See MCP Servers for the full setup, all auth modes, and how MCP servers compose with the rest of the tool model.


Webhooks

Inbound webhooks let external systems trigger agent behavior. When ArchAgents receives a webhook, it can:

  • trigger an automation
  • start a workflow
  • ingest data into knowledge

Webhooks are configured from the CLI, or in the developer portal under Dashboard -> Apps -> your app -> Webhooks. Each webhook gets a unique URL that external systems can POST to.


Scripts with HTTP access

For full control over external API calls, use scripts with the requests namespace:

let http = import("requests")
let jwt = import("jwt")
let dt = import("datetime")

// Sign a JWT for service account auth
let token = unwrap(jwt.sign({
  iss: env.CLIENT_EMAIL,
  scope: "https://www.googleapis.com/auth/cloud-platform",
  aud: "https://oauth2.googleapis.com/token",
  iat: dt.unix(),
  exp: dt.unix() + 3600
}, env.PRIVATE_KEY, "RS256"))

// Exchange for access token
let resp = unwrap(http.post("https://oauth2.googleapis.com/token", {
  headers: {"Content-Type": "application/x-www-form-urlencoded"},
  body: "grant_type=urn:ietf:params:oauth:grant-type:jwt-bearer&assertion=" + token
}))

resp.body.access_token

Scripts can call any HTTP API — REST, GraphQL, webhooks, OAuth token exchanges. Combined with env variables for secrets, this gives you full programmatic access to any external service.

See Scripts and the Script Language Reference for the full language.

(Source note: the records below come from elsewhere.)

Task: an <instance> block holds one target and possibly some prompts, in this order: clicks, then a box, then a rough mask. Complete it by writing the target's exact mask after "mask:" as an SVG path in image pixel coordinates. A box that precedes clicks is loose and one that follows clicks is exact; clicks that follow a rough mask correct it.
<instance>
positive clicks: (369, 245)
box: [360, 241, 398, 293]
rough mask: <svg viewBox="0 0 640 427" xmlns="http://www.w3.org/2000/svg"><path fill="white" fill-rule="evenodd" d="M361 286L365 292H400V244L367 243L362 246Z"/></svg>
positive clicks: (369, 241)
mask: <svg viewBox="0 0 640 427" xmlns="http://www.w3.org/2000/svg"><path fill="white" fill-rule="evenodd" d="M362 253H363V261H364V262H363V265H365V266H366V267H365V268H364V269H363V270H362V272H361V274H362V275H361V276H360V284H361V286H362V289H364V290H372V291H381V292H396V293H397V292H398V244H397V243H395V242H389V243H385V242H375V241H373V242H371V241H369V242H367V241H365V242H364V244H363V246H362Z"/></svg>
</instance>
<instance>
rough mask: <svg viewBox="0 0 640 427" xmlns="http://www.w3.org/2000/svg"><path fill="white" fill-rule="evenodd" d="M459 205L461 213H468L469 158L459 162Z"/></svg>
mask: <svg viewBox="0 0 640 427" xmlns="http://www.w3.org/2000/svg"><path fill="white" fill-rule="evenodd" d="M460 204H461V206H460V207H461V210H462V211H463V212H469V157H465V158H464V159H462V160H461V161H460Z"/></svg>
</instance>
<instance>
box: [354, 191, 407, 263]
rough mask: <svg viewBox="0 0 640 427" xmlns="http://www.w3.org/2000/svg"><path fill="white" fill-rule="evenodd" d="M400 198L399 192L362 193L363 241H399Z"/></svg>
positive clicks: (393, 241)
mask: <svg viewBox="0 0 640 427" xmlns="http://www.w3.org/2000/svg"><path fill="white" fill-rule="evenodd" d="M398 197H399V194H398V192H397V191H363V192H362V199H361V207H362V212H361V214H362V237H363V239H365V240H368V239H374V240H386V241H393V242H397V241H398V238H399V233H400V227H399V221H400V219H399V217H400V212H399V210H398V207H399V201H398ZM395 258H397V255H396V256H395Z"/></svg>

Choosing the right approach

You want to... Use
Connect to GitHub or Slack Built-in integration
Call your own product API from an agent Custom tool
Use tools from the MCP ecosystem MCP server
Trigger agent work from an external system Webhook
Call any HTTP API with full control Script with requests

Start with built-in integrations for supported services. Use custom tools or scripts when you need something specific to your business.